We are neither of us very fit, and shall have to be taken charge of by a courier. Fancy coming to that!
Let me be a warning to you, my dear old man. Don’t go giving lectures at Oxford and making speeches at Cambridge, and above all things don’t, oh don’t go getting influenza, the microbes of which would be seen under a strong enough microscope to have this form.

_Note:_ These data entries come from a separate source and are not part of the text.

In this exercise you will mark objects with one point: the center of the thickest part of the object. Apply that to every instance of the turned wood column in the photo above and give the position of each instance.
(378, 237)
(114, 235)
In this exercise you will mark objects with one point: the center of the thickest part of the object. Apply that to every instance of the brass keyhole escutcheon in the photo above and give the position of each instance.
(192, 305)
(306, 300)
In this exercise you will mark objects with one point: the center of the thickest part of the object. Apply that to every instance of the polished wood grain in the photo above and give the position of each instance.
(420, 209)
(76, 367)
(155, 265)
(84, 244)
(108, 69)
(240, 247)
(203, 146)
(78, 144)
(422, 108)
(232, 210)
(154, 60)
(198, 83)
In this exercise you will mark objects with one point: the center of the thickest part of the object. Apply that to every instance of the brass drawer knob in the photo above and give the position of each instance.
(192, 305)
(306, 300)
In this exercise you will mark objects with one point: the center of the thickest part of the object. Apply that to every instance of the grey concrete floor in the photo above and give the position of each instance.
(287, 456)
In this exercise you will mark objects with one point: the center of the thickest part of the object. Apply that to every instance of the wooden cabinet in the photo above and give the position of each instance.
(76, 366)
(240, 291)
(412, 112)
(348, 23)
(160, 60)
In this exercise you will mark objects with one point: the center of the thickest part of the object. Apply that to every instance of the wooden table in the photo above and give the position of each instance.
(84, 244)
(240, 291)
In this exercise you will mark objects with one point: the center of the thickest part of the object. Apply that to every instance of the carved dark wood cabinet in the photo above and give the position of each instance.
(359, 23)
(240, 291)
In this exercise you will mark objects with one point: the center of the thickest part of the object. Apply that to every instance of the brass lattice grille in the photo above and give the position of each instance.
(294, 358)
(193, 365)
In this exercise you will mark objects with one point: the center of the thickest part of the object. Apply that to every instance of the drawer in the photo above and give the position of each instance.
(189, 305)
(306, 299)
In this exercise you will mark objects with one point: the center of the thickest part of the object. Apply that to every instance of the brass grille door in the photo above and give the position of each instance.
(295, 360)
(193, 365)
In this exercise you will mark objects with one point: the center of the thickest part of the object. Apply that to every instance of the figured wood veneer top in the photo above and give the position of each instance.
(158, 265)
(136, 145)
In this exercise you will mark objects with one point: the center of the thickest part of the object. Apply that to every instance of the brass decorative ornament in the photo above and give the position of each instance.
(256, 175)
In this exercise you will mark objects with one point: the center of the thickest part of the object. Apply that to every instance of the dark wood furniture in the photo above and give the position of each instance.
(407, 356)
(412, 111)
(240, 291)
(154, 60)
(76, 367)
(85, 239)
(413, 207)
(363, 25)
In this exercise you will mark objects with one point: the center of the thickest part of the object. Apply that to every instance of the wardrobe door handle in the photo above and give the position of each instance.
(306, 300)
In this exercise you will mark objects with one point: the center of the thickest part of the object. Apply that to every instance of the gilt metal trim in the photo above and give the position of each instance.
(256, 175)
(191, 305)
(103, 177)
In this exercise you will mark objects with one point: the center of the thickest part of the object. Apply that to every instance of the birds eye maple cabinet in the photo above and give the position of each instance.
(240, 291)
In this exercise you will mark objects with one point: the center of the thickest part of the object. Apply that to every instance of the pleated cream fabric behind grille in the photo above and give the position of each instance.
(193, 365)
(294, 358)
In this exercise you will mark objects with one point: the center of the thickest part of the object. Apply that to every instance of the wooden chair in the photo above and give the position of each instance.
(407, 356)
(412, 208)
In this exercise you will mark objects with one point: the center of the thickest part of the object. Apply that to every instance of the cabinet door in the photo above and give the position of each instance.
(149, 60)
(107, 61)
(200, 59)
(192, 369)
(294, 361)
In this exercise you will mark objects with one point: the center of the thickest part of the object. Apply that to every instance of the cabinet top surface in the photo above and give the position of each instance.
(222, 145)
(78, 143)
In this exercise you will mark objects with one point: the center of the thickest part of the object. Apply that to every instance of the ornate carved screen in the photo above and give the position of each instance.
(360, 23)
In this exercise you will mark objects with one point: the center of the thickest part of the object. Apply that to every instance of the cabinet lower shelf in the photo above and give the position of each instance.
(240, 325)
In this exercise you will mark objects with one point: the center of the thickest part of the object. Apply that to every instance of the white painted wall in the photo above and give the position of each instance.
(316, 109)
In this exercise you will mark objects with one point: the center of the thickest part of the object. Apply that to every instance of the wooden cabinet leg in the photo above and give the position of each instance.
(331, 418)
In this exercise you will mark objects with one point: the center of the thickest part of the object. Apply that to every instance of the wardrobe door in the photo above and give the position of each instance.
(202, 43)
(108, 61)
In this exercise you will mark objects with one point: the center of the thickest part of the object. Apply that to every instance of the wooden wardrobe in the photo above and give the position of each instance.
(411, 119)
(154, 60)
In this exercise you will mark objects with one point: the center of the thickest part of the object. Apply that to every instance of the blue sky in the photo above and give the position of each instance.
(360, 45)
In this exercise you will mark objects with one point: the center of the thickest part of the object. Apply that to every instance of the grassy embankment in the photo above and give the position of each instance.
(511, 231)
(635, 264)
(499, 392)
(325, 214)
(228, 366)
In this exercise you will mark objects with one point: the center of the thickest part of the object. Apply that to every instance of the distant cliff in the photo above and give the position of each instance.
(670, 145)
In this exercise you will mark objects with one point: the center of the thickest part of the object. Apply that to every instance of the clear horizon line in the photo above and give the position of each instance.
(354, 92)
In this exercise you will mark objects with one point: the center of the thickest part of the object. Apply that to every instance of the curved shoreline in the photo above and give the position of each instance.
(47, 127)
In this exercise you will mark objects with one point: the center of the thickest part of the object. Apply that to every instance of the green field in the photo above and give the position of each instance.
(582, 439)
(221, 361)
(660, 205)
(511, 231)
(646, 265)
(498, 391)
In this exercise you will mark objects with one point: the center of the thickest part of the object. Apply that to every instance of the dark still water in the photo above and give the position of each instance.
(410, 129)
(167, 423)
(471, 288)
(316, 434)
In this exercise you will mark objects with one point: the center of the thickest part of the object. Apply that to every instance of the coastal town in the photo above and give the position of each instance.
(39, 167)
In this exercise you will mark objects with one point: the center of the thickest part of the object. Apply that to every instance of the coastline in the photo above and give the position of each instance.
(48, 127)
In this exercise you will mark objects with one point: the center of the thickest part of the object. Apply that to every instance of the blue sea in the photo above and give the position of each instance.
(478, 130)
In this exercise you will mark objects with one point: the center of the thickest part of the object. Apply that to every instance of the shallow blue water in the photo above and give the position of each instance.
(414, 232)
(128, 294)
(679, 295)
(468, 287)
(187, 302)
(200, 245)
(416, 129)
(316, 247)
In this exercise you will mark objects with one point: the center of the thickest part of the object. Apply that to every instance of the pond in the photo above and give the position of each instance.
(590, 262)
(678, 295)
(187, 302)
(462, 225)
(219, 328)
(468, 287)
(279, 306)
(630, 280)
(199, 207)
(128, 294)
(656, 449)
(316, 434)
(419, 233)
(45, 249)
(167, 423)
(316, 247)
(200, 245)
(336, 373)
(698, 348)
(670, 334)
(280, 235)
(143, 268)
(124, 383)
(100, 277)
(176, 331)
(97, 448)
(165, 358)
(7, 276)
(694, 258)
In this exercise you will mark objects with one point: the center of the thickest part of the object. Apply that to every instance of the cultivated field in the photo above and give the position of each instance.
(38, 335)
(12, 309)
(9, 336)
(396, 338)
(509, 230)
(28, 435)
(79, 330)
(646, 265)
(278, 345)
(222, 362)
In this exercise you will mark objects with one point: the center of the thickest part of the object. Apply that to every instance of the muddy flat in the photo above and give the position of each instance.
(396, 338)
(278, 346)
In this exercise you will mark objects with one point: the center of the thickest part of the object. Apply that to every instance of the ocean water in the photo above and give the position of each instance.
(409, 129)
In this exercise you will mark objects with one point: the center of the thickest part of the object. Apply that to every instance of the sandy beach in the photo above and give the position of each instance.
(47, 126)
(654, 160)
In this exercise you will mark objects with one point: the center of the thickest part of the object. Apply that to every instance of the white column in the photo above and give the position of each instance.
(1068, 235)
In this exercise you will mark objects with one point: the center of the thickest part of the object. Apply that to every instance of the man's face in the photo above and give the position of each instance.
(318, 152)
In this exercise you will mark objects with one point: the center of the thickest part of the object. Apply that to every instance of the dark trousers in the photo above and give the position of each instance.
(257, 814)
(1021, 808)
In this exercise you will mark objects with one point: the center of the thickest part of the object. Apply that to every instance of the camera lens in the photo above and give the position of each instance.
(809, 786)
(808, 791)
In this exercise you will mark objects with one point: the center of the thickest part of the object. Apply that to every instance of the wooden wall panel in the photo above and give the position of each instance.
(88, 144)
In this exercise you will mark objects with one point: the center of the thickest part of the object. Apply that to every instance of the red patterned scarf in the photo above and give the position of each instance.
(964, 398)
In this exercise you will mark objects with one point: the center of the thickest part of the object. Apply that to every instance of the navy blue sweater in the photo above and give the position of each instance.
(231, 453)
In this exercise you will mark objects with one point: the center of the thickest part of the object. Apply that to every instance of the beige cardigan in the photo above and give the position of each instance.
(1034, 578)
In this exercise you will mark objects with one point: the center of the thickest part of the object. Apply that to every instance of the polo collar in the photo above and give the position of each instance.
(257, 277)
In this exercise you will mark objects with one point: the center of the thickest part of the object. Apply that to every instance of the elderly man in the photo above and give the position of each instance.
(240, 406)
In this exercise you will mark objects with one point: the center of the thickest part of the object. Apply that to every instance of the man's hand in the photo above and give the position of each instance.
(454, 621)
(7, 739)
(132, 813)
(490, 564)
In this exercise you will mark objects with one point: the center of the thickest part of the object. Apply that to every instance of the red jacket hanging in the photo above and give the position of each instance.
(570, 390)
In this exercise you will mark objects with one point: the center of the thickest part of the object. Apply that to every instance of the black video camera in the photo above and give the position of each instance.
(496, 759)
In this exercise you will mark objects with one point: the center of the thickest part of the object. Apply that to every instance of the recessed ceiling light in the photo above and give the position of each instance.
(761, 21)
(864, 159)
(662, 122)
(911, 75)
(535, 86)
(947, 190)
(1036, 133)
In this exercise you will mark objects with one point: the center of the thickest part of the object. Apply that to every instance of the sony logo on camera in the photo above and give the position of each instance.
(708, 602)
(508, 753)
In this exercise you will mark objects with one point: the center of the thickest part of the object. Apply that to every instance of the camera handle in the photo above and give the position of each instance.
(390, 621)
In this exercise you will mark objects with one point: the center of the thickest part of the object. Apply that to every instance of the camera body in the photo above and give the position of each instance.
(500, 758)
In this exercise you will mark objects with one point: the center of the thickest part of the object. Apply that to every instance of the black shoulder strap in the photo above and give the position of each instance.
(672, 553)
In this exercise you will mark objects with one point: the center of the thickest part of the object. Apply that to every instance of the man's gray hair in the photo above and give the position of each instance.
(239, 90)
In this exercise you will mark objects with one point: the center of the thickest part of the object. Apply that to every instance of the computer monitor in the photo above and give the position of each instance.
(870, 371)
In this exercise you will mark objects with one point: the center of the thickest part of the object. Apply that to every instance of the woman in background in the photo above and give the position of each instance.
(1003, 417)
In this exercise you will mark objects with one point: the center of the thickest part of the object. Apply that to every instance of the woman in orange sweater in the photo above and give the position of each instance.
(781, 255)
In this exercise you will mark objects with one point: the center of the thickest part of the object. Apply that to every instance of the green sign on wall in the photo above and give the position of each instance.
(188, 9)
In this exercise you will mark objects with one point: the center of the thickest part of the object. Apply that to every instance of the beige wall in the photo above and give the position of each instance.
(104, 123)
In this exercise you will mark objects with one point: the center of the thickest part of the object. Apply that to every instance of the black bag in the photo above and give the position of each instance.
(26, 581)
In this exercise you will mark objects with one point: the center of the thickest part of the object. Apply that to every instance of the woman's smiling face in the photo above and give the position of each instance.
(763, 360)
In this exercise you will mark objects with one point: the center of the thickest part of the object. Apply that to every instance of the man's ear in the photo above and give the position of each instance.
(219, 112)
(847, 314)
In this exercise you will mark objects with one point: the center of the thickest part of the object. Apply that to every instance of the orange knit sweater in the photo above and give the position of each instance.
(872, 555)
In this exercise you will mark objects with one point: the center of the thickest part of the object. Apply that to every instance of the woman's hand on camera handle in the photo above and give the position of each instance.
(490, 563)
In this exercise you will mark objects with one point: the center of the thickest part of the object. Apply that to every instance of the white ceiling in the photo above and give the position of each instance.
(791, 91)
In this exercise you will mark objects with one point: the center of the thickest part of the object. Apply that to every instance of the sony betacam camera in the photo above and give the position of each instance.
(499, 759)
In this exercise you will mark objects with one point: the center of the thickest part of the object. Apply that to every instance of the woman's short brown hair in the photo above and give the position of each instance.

[Sketch of an active little black demon.]
T.H. Huxley.
[Though not so strikingly as before, the high Alpine air was again a wonderful tonic to him. His diary still contains a note of occasional long walks; and once more he was the centre of a circle of friends, whose cordial recollections of their pleasant intercourse afterwards found expression in a lasting memorial. Beside one of his favourite walks, a narrow pathway skirting the blue lakelet of Sils, was placed a gray block of granite. The face of this was roughly smoothed, and upon it was cut the following inscription:—
In memory of the illustrious English Writer and Naturalist,
Thomas
Henry Huxley, who spent many summers at the Kursaal,
Maloja.
In a letter to Sir J. Hooker, of October 1, he describes the effects of his trip, and his own surprise at being asked to write a critical account of Owen’s work:—]
Hodeslea, Eastbourne, October 1, 1893.
My dear Hooker,
I am no better than a Gadarene swine for not writing to you from the Maloja, but I was too procrastinatingly lazy to expend even that amount of energy. I found I could walk as well as ever, but unless I was walking I was everlastingly seedy, and the wife was unwell almost all the time. I am inclined to think that it is coming home which is the most beneficial part of going abroad, for I am remarkably well now, and my wife is very much better.
I trust the impaled and injudicious Richard [Sir J. Hooker’s youngest son, who had managed to spike himself on a fence.] is none the worse. It is wonderful what boys go through (also what goes through them).